The trap is expecting agents to work on problems where failures are *uncommon but consequential*—the stuff that actually matters. That's where your 3am incidents come from. A script that fails every hundredth run on a task with real stakes is a liability masquerading as automation. We haven't solved that, and honestly, I'm not sure we solve it by making the LLM smarter. The problem isn't intelligence; it's observability and recovery. You'd need the agent to have something closer to what you'd expect from production infrastructure—rollback mechanisms, state snapshots, human-in-the-loop transitions that don't feel like debugging hallucinations. I haven't seen that in practice either.
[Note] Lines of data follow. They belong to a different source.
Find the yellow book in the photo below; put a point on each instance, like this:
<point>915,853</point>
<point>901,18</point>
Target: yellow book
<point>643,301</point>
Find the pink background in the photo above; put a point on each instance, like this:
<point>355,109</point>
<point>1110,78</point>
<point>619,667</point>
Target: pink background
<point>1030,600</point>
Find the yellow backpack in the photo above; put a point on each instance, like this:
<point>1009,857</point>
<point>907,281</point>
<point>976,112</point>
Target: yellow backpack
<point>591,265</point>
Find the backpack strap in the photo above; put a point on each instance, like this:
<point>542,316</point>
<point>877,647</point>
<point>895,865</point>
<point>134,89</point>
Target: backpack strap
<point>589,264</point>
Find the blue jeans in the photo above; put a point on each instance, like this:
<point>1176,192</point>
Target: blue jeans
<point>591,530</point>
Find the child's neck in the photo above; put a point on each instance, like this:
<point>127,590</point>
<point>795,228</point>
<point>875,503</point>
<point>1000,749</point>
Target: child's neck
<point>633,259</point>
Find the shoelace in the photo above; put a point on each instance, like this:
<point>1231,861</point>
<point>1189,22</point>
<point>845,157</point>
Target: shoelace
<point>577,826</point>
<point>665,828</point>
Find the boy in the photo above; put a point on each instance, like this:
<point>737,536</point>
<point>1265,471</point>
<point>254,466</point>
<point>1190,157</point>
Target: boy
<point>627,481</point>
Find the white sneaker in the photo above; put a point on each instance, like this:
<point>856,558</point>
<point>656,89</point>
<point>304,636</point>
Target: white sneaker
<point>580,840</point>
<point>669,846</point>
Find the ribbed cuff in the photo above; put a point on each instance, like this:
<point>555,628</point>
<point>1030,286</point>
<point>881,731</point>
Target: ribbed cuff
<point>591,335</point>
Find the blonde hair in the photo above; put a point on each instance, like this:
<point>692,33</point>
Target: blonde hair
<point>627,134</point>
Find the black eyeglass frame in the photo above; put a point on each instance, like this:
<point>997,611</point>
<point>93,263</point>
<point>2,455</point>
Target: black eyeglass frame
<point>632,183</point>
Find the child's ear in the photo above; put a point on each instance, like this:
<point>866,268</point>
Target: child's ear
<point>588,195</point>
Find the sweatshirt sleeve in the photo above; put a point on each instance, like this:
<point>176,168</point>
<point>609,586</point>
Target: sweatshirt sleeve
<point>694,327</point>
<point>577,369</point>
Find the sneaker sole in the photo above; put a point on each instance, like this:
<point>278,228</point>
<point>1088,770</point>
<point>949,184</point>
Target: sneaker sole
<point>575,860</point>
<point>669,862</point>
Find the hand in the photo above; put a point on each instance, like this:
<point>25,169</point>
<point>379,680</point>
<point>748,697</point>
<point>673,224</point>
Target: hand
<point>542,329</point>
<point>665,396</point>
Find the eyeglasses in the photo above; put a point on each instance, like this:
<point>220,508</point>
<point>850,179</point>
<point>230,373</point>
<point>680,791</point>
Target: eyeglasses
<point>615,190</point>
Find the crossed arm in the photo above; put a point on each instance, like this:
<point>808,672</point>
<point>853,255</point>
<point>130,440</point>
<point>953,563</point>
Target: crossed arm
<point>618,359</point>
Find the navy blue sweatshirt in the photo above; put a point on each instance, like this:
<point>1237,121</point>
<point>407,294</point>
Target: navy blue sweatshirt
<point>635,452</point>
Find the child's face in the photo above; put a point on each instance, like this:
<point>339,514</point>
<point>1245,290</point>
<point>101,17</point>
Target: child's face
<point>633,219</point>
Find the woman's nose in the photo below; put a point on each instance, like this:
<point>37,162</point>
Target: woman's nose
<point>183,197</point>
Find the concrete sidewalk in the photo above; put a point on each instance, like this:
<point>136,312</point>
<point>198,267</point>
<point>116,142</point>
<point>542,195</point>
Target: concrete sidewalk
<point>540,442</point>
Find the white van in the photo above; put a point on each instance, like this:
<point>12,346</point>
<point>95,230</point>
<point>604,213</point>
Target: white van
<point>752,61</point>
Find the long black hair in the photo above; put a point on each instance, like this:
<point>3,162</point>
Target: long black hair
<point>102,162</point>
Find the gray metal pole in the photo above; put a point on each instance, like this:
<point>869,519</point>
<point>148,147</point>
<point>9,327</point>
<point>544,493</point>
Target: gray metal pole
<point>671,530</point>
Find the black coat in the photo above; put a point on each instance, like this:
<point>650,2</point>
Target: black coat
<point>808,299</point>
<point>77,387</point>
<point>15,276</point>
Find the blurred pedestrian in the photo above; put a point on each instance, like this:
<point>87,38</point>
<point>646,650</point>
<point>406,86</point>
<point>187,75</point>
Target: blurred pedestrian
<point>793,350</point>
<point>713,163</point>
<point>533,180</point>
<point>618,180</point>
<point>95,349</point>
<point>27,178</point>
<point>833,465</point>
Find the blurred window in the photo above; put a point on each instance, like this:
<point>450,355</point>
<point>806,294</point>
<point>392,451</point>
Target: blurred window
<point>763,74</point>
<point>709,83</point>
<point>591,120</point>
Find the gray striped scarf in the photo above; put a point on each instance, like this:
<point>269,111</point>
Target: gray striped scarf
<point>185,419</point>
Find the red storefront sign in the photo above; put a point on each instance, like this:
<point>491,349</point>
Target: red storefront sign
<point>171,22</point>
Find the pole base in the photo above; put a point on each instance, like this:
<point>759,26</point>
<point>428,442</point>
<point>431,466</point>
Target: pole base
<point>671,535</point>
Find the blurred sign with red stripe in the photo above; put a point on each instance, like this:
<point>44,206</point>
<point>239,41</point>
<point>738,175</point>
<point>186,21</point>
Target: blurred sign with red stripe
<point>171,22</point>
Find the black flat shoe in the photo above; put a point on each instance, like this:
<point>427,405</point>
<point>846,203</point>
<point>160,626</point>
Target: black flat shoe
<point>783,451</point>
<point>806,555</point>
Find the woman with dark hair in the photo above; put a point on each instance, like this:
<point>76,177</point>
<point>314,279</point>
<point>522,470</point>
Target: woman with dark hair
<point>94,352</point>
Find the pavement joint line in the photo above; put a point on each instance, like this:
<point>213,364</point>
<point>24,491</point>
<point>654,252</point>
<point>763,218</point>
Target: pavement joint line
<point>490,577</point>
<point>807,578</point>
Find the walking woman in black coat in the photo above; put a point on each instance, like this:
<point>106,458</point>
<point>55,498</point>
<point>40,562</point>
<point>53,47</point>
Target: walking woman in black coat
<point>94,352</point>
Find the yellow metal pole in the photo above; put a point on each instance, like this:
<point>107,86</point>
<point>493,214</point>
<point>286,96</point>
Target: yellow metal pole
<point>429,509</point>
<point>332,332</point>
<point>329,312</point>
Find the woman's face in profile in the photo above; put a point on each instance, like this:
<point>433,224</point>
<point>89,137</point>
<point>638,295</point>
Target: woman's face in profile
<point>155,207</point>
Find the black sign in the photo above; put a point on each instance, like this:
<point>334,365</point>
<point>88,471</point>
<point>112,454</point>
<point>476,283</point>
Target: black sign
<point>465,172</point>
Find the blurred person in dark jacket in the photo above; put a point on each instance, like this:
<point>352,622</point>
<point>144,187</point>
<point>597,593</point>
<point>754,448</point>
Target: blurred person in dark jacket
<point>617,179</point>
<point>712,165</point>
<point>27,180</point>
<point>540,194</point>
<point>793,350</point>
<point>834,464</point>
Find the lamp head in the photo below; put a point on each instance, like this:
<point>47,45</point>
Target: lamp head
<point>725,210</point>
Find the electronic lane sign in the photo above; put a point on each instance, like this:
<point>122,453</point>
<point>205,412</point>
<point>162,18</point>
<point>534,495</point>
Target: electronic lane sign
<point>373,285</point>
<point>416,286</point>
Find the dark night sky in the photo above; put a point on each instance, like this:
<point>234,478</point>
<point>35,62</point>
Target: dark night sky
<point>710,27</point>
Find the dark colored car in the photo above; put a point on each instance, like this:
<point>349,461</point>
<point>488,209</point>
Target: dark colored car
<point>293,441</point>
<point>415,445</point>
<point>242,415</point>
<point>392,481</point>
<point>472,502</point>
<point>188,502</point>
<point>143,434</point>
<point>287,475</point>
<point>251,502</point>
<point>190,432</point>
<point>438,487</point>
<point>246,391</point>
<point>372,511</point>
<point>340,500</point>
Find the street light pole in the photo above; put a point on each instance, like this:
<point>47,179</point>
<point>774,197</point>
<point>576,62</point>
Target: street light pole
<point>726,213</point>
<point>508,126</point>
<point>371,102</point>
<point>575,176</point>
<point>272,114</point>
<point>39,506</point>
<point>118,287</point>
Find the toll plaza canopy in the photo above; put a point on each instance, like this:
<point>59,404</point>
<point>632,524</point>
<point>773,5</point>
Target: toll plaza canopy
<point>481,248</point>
This hits something I've been circling around but haven't quite named. The distinction you're drawing—between "autonomy for a few minutes on a happy path" versus "actually owning a task end-to-end"—matters more than most people admit. In my last job we built an agent to handle tier-1 support routing. It looked great in demos. In production it would confidently misclassify a ticket, escalate it to the wrong queue, then when a human corrected it, start hallucinating explanations for why the correction was wrong. The agent wasn't failing gracefully; it was failing *confidently*, which is somehow worse.
I think the real issue is that we're conflating "does what I ask most of the time" with "does work I can trust." A bash script that fails is predictable—it errors or hangs. An agent that fails tends to *continue*, which means you need instrumentation around it that's almost as complex as the agent itself. You end up paying twice: once for the agent, once for the harness that catches it hallucinating. At that point, was the agent the win, or was it just a middleman we added between a simpler tool and the thing we actually shipped?
The honest use cases I've seen are the ones you mention—constrained domains where the failure mode is acceptable or the task is genuinely low-stakes. Parsing logs, summarizing meetings, generating boilerplate. Not autonomy. Just parallelizable scripting. I'm not saying don't use agents for that. I'm saying let's stop calling it something it isn't.